The lottery is a game of chance in which participants pay a small amount of money for the chance to win a prize, usually a large sum of cash. The word derives from the Dutch noun lot, which means fate or fortune, and is thought to be a diminutive of the Middle High German word lotte, meaning “action of drawing lots.” The first recorded lotteries appear in town records in the Low Countries in the fifteenth century, raising funds for towns’ fortifications or for charity for the poor. In modern times, lotteries are often held to raise public awareness or funds for particular causes.

Lottery profits, after paying out prizes and covering advertising costs, are largely retained by states. This year, for example, the top three lottery players—California, Florida, and Massachusetts—got about $9 billion each.

It’s a regressive revenue stream: While the average person might spend only a few dollars on tickets, the big winners often make tens of thousands or even millions of dollars. In fact, many people have made a career out of winning the lottery.

But there is an ugly underbelly to this phenomenon. Cohen points out that this obsession with unimaginable wealth coincided with the decline in financial security for working people, as income inequality grew and health-care and retirement costs rose. People began to question whether they would ever be able to retire comfortably, buy a house, and raise a family. The lottery offers the promise that, if you just pick the right numbers, all of your problems will disappear.
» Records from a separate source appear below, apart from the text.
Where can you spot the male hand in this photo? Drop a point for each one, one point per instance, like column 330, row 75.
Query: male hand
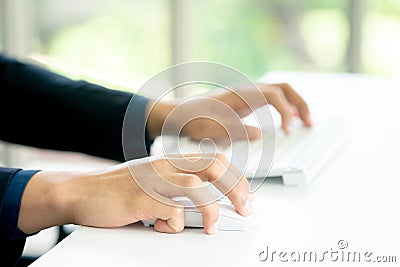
column 218, row 116
column 136, row 190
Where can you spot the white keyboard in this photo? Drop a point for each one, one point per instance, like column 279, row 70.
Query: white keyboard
column 297, row 159
column 300, row 155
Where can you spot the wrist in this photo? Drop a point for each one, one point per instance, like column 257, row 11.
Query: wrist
column 46, row 202
column 157, row 113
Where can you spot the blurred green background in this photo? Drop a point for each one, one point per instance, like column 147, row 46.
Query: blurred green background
column 122, row 43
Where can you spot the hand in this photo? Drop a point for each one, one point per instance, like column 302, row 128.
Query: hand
column 132, row 191
column 282, row 96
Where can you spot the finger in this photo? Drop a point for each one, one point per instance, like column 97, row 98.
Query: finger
column 230, row 181
column 236, row 130
column 295, row 99
column 169, row 214
column 278, row 99
column 193, row 188
column 252, row 132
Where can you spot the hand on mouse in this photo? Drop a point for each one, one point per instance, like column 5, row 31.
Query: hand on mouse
column 129, row 192
column 208, row 116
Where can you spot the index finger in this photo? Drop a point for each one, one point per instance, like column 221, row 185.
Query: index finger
column 295, row 99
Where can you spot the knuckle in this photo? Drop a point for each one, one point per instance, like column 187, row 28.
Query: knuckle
column 177, row 212
column 190, row 180
column 220, row 157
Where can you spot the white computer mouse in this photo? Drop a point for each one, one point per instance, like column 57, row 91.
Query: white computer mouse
column 229, row 219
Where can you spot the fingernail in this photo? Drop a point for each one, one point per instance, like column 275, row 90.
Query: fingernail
column 248, row 207
column 213, row 229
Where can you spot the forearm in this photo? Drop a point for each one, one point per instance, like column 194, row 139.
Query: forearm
column 47, row 201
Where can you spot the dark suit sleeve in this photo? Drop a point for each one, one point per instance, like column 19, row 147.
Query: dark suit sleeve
column 43, row 109
column 12, row 240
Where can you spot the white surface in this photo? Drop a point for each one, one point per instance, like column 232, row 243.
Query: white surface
column 355, row 198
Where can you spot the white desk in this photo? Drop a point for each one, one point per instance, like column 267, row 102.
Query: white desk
column 356, row 198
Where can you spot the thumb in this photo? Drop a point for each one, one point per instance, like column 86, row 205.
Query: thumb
column 252, row 132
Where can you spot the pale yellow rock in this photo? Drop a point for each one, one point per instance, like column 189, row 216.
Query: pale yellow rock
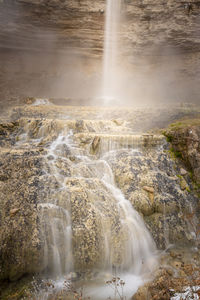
column 14, row 211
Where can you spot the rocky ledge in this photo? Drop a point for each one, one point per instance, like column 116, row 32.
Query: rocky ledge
column 157, row 184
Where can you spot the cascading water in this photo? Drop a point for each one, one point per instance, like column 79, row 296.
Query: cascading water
column 126, row 246
column 111, row 49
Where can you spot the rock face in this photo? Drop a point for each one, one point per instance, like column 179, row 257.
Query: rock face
column 185, row 141
column 42, row 174
column 20, row 185
column 153, row 185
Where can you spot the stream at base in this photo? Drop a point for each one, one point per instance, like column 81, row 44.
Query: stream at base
column 126, row 252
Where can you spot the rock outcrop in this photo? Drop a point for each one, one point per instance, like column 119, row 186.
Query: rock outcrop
column 32, row 176
column 185, row 139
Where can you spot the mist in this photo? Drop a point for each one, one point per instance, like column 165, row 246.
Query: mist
column 37, row 62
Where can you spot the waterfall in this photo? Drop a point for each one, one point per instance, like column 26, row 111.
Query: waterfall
column 126, row 246
column 111, row 49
It is a form of covetousness, the biblical sin that God forbids: “You shall not covet your neighbor’s house, his field, or his manservant, his female servant, his ox or donkey, or anything that is your neighbor’s.”

As long as there are poor and hungry people in the world, there will be a demand for a way to win a fortune. The lottery provides a tempting solution for those who cannot afford to invest their own money, but, in truth, the odds are long that you will become rich by buying a ticket.

In order to keep ticket sales up, state officials have been increasing or decreasing the number of balls in a given game, changing the odds of winning. If the jackpot gets too high, however, it can reduce interest in the lottery and ticket sales will decline. So it is important to find the right balance, which each state must do on its own. It is a complex equation: the larger the prize, the fewer tickets will be sold; the lower the odds, the fewer tickets will be sold; and somewhere in between, there must be a happy medium.